Hasta que recala en aquel parque de atracciones cerrado porque es martes, estamos en febrero —lo apuntan, más que mis palabras, los pezones afilados bajo el suéter— y la Policía ha preparado el hilo musical de su armamento en tal sala de espera hacia la Muerte; no saben qué otra cosa hacer, sencillamente no lo saben.
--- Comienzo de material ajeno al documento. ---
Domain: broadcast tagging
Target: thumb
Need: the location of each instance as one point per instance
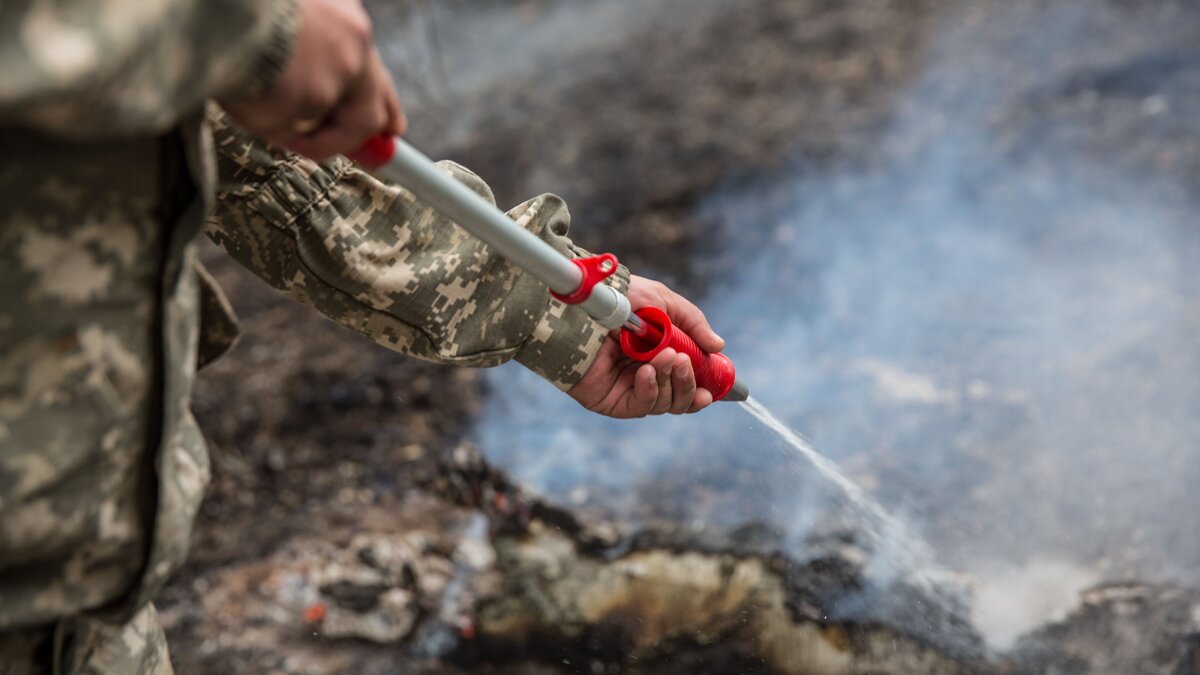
(691, 321)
Ella, que somos o fuimos nosotros, lleva la cara pintada con sangre como los apaches que escalparon al patrón del barco de Rimbaud, similitud más que adecuada —yo es que fui también poeta, por si todavía no se había deducido— para remarcar el triste destino del director general de la importante empresa de fabricación de intelandroides cuya parca evolución de ventas, al parecer, justificó «un doloroso ajuste de plantilla» que ya se encargó Raquel de contestar con su última labor, legado o epitafio, como se le quiera llamar, que sobreviviría a la lluvia —literal— de balas aniquilando la silueta que tanto nos perteneció pero se nos desprende ya como las cintas de moco que nos amarraban a la máquina y da igual, sabemos, nos lo consolamos mutuamente en largos párrafos de única frase tan característicos de militante que brota en las oficinas, o los taxis o los bares repentinamente silenciosos cuando alzáis el puño hasta una media distancia media, suficiente y animosa sin culpa ninguna porque todo esto no ha hecho más que comenzar a comenzar.